The manager of Bojangles Guitars, a low cost keyboard manufacturer, is considering 2 options for manufacturing guitars. One is a completely manual system where the fixed costs of operating the workshop for a month total $2,500. Each guitar requires materials which cost $5 and takes one employee two hours to make. Employees are paid $15 an hour.
The other option is to rent a machine to assist in the production of the guitars. Doing so would increase the total fixed costs of operating the workshop for a month to $5,000. Using the machine would also reduce the employee labour time to one hour per guitar. Employees would still be paid $15 an hour. The material costs would remain the same
The guitars are sold to a wholesaler for $45 each. Expected sales are 600 guitars per month.
Using cost volume profit analysis to inform your decision which option would provide the highest monthly profit? (Provide your workings)

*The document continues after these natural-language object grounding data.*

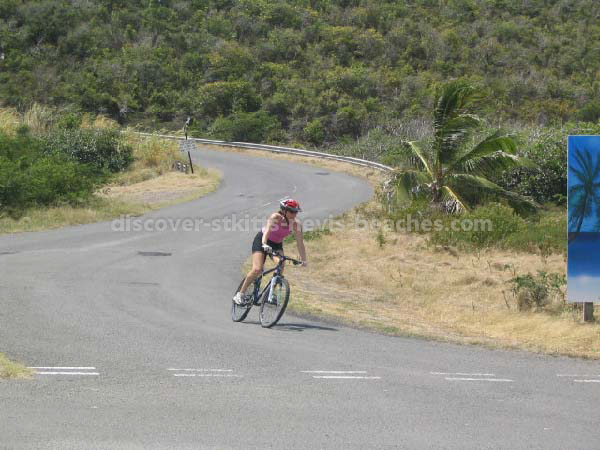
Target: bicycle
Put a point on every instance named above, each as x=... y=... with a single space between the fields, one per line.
x=273 y=299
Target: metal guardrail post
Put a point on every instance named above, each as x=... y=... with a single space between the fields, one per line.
x=588 y=312
x=288 y=150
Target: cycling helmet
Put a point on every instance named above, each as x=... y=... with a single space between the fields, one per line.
x=289 y=204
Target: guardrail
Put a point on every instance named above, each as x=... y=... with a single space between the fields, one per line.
x=276 y=149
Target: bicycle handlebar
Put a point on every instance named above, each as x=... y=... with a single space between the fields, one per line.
x=286 y=258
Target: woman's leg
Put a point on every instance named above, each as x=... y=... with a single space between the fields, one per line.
x=258 y=261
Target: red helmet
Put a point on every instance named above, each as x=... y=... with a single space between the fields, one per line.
x=289 y=204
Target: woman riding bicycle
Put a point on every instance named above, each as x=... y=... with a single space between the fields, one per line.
x=270 y=240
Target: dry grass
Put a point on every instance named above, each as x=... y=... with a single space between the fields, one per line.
x=11 y=370
x=39 y=118
x=114 y=201
x=9 y=121
x=166 y=189
x=154 y=156
x=407 y=288
x=148 y=186
x=99 y=122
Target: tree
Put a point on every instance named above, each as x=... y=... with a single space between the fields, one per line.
x=451 y=173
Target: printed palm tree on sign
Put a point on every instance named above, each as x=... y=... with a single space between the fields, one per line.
x=449 y=171
x=584 y=196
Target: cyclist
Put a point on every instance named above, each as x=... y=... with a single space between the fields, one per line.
x=270 y=240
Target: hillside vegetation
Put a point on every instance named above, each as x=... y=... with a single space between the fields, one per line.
x=309 y=71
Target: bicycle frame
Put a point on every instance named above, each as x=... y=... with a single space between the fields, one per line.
x=278 y=274
x=278 y=269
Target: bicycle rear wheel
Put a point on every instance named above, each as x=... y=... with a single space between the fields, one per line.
x=271 y=311
x=239 y=312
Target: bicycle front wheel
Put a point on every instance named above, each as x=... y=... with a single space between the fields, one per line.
x=272 y=310
x=239 y=312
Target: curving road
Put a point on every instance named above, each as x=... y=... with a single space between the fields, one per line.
x=131 y=336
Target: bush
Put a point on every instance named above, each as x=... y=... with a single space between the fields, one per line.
x=538 y=291
x=28 y=177
x=242 y=126
x=101 y=149
x=546 y=179
x=503 y=220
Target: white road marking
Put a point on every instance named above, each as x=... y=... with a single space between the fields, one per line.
x=334 y=371
x=67 y=373
x=341 y=377
x=503 y=380
x=575 y=375
x=464 y=374
x=63 y=368
x=207 y=375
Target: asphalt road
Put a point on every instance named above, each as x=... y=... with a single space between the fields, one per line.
x=136 y=351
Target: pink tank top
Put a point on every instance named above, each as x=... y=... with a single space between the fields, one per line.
x=278 y=233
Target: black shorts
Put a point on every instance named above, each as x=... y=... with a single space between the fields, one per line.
x=257 y=244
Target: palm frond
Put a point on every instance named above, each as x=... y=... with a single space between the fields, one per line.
x=452 y=201
x=410 y=184
x=488 y=166
x=420 y=160
x=453 y=135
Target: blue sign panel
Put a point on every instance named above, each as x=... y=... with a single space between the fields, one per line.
x=583 y=267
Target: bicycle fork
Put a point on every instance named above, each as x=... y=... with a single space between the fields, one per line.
x=271 y=288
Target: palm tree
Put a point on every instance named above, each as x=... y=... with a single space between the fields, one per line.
x=449 y=171
x=585 y=195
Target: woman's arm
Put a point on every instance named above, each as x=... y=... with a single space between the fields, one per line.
x=300 y=241
x=271 y=224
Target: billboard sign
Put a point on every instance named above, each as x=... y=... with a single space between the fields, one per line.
x=583 y=180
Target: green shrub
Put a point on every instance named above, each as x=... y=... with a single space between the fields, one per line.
x=29 y=177
x=242 y=126
x=538 y=291
x=101 y=149
x=492 y=224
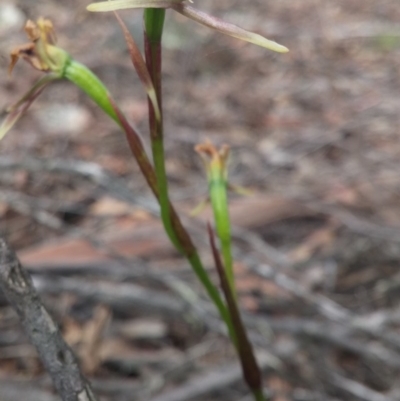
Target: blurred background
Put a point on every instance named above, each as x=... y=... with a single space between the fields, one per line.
x=314 y=135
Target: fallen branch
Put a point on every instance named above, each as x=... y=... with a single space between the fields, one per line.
x=42 y=331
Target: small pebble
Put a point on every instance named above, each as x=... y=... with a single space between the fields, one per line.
x=59 y=119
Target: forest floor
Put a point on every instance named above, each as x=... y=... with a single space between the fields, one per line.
x=313 y=133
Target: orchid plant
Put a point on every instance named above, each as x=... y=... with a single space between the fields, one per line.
x=43 y=54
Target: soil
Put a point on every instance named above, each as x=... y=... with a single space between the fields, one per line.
x=313 y=134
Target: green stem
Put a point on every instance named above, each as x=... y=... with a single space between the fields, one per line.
x=219 y=201
x=154 y=22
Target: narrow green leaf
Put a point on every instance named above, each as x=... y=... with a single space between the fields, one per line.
x=228 y=28
x=114 y=5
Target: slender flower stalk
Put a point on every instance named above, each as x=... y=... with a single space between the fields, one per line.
x=216 y=166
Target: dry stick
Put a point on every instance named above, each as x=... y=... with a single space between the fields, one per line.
x=42 y=331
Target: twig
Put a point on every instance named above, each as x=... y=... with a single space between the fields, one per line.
x=43 y=332
x=91 y=171
x=358 y=390
x=211 y=381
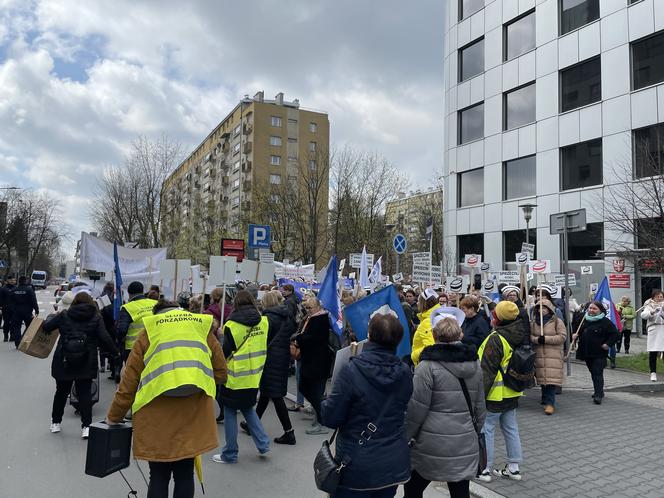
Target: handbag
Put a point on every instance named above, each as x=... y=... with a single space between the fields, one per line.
x=481 y=440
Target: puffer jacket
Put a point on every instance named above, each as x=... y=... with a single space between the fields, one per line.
x=79 y=318
x=423 y=336
x=438 y=419
x=358 y=397
x=274 y=382
x=549 y=360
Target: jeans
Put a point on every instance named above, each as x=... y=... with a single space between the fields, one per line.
x=230 y=450
x=549 y=395
x=510 y=431
x=62 y=390
x=596 y=368
x=160 y=477
x=415 y=487
x=373 y=493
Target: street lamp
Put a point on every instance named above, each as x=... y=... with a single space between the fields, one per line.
x=527 y=216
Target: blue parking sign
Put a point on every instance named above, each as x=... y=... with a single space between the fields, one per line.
x=259 y=236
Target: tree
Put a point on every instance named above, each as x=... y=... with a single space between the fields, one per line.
x=128 y=205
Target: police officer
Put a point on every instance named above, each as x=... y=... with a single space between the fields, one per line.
x=5 y=297
x=130 y=320
x=23 y=302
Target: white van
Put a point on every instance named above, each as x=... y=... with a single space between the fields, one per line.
x=38 y=279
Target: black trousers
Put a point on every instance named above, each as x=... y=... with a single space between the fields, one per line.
x=596 y=368
x=62 y=390
x=279 y=407
x=313 y=390
x=417 y=484
x=160 y=477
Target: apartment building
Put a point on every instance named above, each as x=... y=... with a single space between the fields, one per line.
x=261 y=144
x=555 y=103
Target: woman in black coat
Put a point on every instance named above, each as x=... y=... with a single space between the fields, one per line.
x=274 y=381
x=596 y=336
x=81 y=330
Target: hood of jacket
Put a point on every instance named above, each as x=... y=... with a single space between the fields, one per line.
x=246 y=315
x=82 y=312
x=380 y=366
x=459 y=358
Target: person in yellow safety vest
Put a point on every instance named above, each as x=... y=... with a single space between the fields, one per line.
x=426 y=304
x=245 y=346
x=501 y=401
x=169 y=382
x=130 y=319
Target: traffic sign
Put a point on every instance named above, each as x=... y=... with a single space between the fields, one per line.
x=399 y=244
x=259 y=236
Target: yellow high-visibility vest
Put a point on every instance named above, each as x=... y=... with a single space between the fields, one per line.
x=178 y=358
x=499 y=391
x=245 y=367
x=138 y=309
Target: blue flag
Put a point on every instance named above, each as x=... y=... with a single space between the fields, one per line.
x=359 y=313
x=117 y=301
x=328 y=295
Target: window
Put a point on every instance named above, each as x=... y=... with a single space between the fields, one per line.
x=519 y=178
x=512 y=240
x=577 y=13
x=520 y=36
x=519 y=107
x=470 y=244
x=581 y=164
x=469 y=7
x=648 y=61
x=470 y=187
x=581 y=84
x=471 y=60
x=471 y=123
x=582 y=246
x=649 y=151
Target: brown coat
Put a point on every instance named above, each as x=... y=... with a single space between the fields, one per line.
x=549 y=361
x=168 y=428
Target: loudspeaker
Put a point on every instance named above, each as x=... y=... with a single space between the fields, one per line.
x=109 y=449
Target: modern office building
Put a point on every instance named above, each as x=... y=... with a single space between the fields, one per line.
x=555 y=103
x=260 y=146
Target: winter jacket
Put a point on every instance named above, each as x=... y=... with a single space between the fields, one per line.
x=445 y=447
x=627 y=315
x=423 y=335
x=274 y=382
x=549 y=360
x=591 y=337
x=168 y=428
x=475 y=330
x=239 y=398
x=654 y=325
x=493 y=355
x=316 y=357
x=375 y=381
x=79 y=319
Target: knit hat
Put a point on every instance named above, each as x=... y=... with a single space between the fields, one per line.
x=507 y=311
x=135 y=288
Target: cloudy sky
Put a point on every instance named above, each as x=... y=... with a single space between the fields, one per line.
x=80 y=80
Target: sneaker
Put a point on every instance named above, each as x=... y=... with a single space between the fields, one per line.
x=485 y=476
x=507 y=473
x=219 y=459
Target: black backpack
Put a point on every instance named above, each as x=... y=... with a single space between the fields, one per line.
x=520 y=373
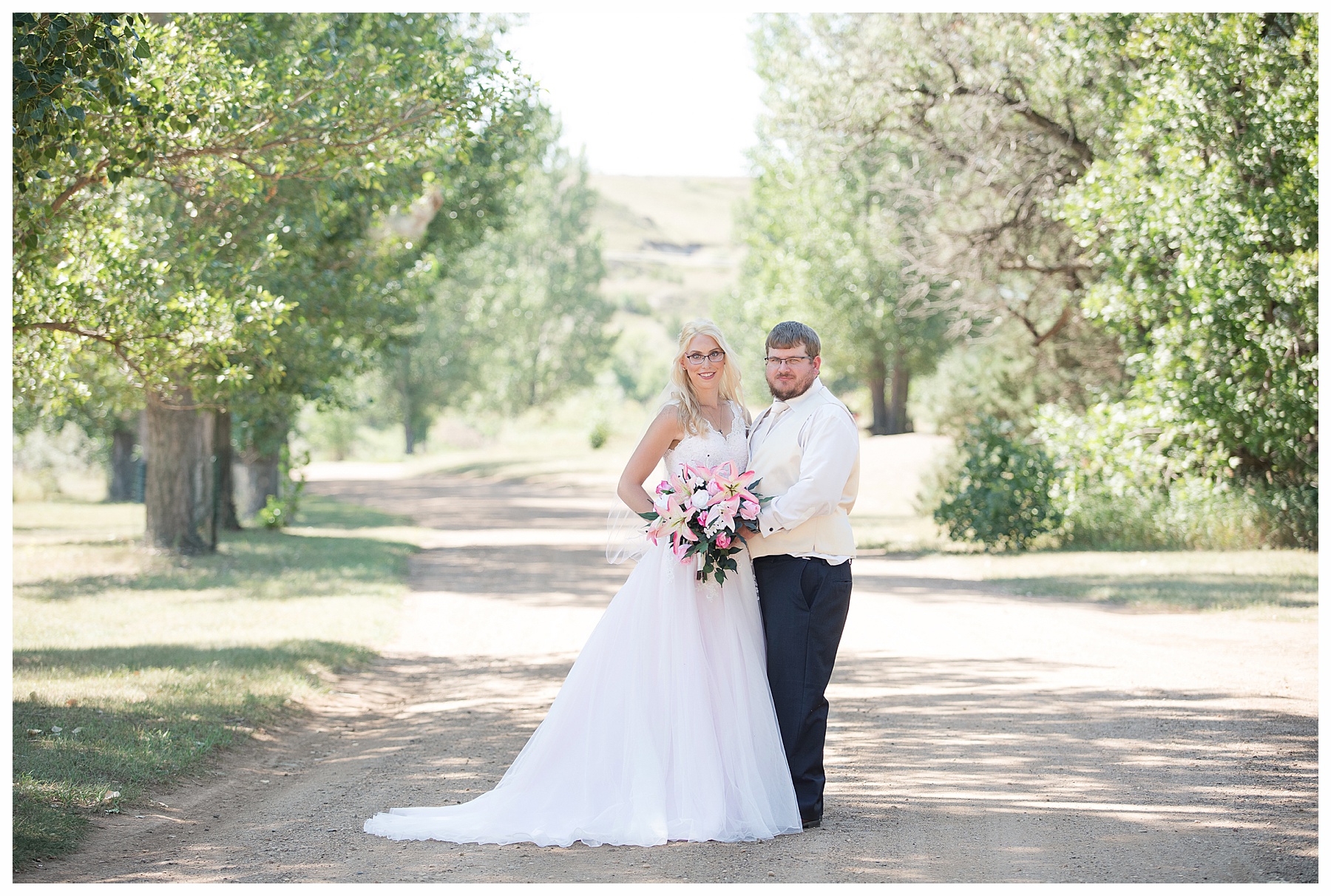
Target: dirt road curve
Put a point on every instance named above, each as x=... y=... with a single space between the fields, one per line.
x=975 y=735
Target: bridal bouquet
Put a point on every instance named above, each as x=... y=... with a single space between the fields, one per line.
x=699 y=510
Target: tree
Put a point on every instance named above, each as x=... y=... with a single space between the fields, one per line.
x=833 y=221
x=166 y=269
x=354 y=261
x=965 y=129
x=518 y=320
x=1204 y=221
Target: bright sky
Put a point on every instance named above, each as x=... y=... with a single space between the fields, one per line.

Solution: Calculation of monthly profit under both options:
Manual System | Machine System | |
Sales | 600 guitars * $45 = $27,000 | 600 guitars * $45 = $27,000 |
Less: Variable Cost | ||
Material | (600 guitars * $5) = ($3,000) | (600 guitars * $5) = ($3,000) |
Employee Cost | (600 guitars * 2 hours * $15) = ($18,000) | (600 guitars * 1 hour * $15) = ($9,000) |
Contribution | $6,000 | $15,000 |
Less: Fixed Cost | ($2,500) | ($5,000) |
Profit | $3,500 | $10,000 |
Rent a machine to assist in the production of the guitars option would provide the highest monthly profit.